Alice sat. She took a drag of the cigarette and flicked it nervously between her fingers.

“I believe you.”

“Really? At the hotel, before I found you, I was talking to your friends about time travel stuff and, it all made it sound ridiculous. Like, a magic bone? What does that even mean? There is no science that supports this.” Alice looked at the yellow spots on her finger, slick little nicotine patches. What if she had exercised, ever? What if she didn’t drink forty ounces of beer all in one sitting? What if she had paid attention in math class? What if she had actually enjoyed her father as much as she could, every day? What if Leonard had exercised, or learned to cook, or quit smoking? What if she could fix everything that ever went wrong and he would live until he was ninety-six and then die in his sleep? All she wanted was for everything to change, all the bad stuff.
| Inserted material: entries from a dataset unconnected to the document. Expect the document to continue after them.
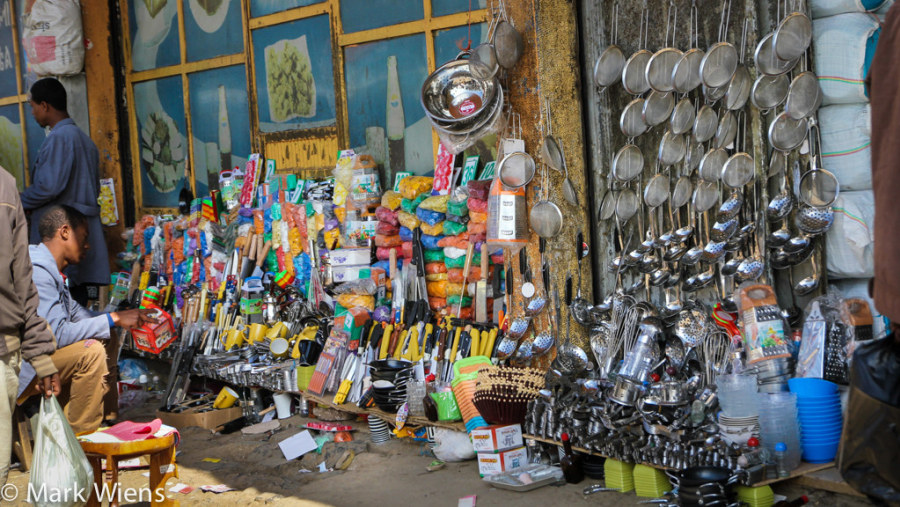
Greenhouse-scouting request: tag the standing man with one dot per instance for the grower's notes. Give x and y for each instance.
(20, 326)
(66, 172)
(884, 94)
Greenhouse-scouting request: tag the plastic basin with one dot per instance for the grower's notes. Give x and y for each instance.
(811, 387)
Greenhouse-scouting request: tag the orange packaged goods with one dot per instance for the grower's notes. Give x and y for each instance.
(407, 249)
(478, 218)
(388, 241)
(461, 241)
(437, 289)
(391, 200)
(476, 228)
(384, 253)
(435, 267)
(437, 303)
(387, 228)
(414, 186)
(433, 230)
(352, 300)
(408, 220)
(476, 205)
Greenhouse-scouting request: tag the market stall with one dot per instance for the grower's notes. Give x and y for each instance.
(716, 355)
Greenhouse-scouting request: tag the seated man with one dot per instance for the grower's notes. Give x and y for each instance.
(80, 358)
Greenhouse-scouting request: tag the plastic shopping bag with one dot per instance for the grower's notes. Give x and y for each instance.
(61, 470)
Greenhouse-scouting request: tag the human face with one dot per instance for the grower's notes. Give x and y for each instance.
(40, 112)
(75, 242)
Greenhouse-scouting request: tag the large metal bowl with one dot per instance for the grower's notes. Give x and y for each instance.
(453, 94)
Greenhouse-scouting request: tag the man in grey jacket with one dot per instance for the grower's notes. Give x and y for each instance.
(80, 357)
(66, 172)
(23, 334)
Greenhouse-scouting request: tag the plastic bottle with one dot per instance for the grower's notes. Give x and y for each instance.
(780, 458)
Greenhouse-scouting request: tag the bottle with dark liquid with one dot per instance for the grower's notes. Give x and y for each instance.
(570, 463)
(797, 502)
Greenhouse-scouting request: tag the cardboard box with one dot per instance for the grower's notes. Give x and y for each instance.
(490, 463)
(209, 420)
(350, 257)
(497, 438)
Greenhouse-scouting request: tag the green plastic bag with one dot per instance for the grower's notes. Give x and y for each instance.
(448, 409)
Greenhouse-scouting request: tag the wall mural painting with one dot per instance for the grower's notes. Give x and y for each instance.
(213, 28)
(224, 143)
(294, 75)
(154, 33)
(264, 7)
(159, 106)
(385, 117)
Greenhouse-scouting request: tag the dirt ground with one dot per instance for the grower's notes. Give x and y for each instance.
(394, 472)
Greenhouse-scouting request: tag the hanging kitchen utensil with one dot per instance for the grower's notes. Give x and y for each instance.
(683, 116)
(818, 187)
(634, 74)
(658, 107)
(661, 65)
(786, 133)
(545, 217)
(628, 163)
(738, 90)
(726, 131)
(793, 35)
(569, 192)
(721, 58)
(712, 163)
(686, 74)
(507, 40)
(631, 121)
(671, 149)
(609, 65)
(769, 92)
(803, 97)
(705, 124)
(739, 169)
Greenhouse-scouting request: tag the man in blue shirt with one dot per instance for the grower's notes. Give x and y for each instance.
(80, 357)
(66, 172)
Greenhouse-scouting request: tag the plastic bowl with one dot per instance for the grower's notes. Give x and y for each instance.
(820, 453)
(811, 387)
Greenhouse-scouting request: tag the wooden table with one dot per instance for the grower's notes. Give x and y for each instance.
(162, 467)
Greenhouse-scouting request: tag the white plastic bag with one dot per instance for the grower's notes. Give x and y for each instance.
(452, 445)
(53, 37)
(61, 475)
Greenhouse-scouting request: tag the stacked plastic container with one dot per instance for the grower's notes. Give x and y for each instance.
(821, 419)
(845, 35)
(779, 423)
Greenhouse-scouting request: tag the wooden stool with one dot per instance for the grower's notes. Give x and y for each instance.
(162, 465)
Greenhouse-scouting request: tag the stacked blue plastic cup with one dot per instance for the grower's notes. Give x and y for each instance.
(820, 416)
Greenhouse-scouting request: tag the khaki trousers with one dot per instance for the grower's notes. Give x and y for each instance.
(82, 373)
(9, 386)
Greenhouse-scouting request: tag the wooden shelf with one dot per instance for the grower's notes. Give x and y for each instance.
(801, 471)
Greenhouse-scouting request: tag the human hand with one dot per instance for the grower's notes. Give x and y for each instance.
(133, 318)
(49, 385)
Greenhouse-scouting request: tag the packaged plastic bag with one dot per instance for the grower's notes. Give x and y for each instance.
(452, 228)
(430, 217)
(408, 220)
(436, 203)
(391, 199)
(413, 186)
(433, 230)
(59, 463)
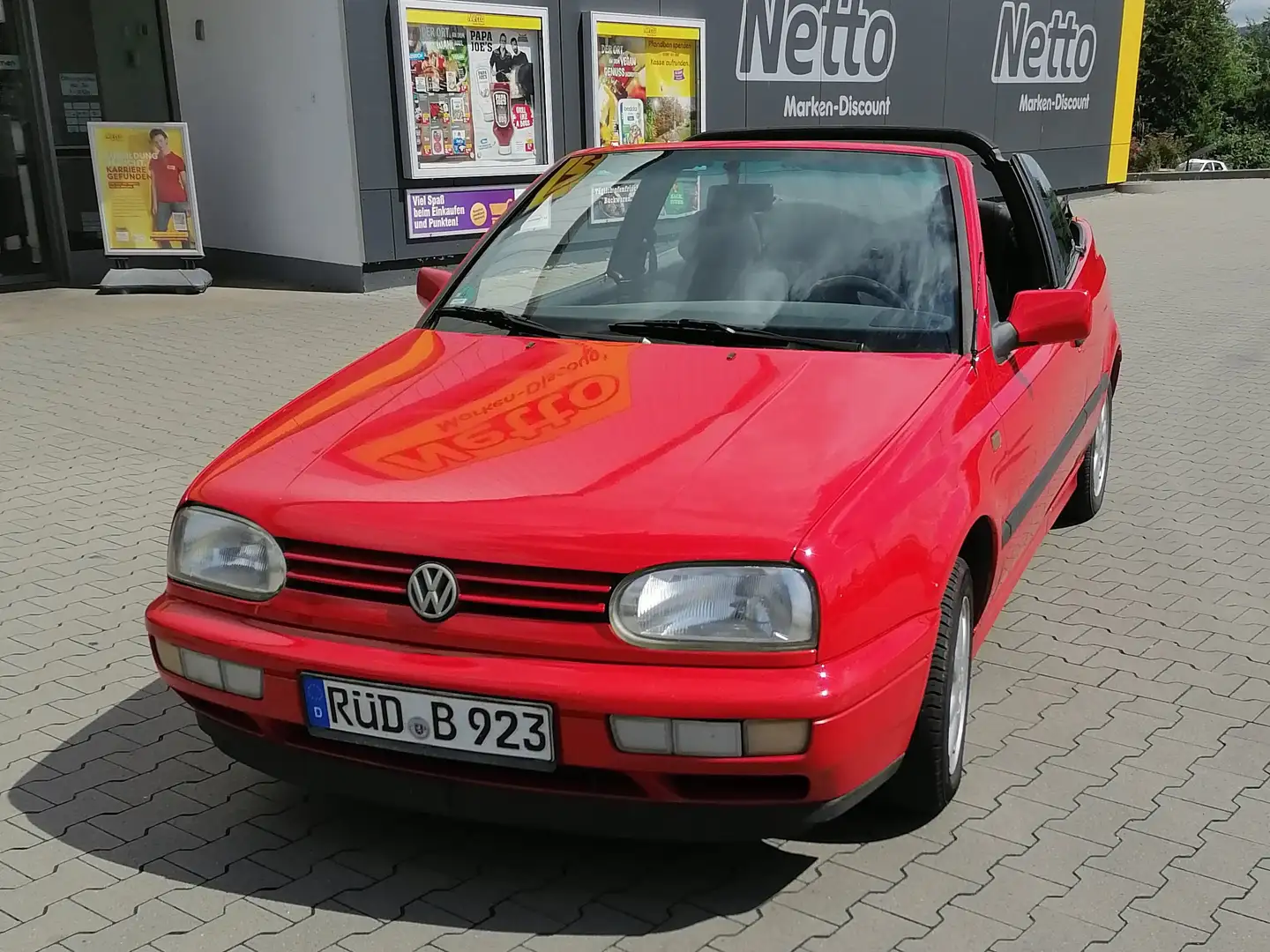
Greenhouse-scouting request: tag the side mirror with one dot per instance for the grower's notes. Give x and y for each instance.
(1044, 317)
(430, 283)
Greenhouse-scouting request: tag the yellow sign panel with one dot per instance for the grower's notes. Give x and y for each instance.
(669, 70)
(563, 179)
(475, 20)
(586, 383)
(145, 188)
(651, 31)
(646, 86)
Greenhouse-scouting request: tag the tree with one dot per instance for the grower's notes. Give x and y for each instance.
(1194, 69)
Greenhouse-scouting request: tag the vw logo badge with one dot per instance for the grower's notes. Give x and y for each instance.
(433, 591)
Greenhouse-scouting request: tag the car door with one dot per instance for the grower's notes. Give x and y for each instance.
(1041, 391)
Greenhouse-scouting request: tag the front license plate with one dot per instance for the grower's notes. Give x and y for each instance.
(455, 725)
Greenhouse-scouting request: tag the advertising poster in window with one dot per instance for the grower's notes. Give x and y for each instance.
(646, 81)
(476, 89)
(145, 188)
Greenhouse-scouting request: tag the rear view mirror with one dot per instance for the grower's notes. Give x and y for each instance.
(430, 283)
(1061, 316)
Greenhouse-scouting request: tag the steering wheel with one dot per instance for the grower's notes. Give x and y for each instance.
(856, 285)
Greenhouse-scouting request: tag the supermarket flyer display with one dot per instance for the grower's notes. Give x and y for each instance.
(646, 83)
(474, 89)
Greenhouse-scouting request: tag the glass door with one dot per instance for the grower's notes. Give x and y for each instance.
(23, 245)
(108, 65)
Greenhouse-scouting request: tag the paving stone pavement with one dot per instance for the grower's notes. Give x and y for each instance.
(1117, 795)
Leonard raised his eyebrows and took a long drag. He puffed out three perfect smoke rings in a row, and then stuck his finger through them. “Simon’s magic bone is ridiculous, of course. Even he knows that. But what you’re saying is not ridiculous, and I know it. Because I’ve done it, too.”

“What?” Ursula leaped onto the table, nimbly avoiding all the detritus, and then hopped onto Leonard’s shoulders.

“People say things,” he went on. “There was gossip on time travel message boards, which are about as unhinged as you’d expect, but I spent a lot of time talking to people and reading crazy theories before I wrote the book. There were a few threads about Pomander, totally unsubstantiated, you know, like people who claim to have a friend who had a friend who had a cousin who had seen Bigfoot, but still. I’d heard of it, and I mean, obviously it was appealing regardless. But people talk about it—time travel—about the real possibilities. The realities, even. And there was a place for sale at the right time, and we moved in, and even after that, it took a while to figure it out.” He paused and laughed. “?‘Figure it out.’ There’s no figuring it out. I see it sort of like surfing—you just have to go where you go. Not at all like Scott and Jeff, with their clunky station wagon and all the buttons and knobs and thin places. If I’d actually done it before writing the book, gone back, Time Brothers would have been different. You can’t drive it. You can’t choose where you go. Everyone has one destination, one route, that’s it. And when you come back, it’s always right back to where you started, like a ride at Disney World. But the exit looks different, depending on what you did. It’s like, every time, you make the ride. You decide if it goes fast or slow, if there are big drops or it’s just a lazy river, floating along. So you can take it real easy, and come out, and everything looks just like it did when you went in.”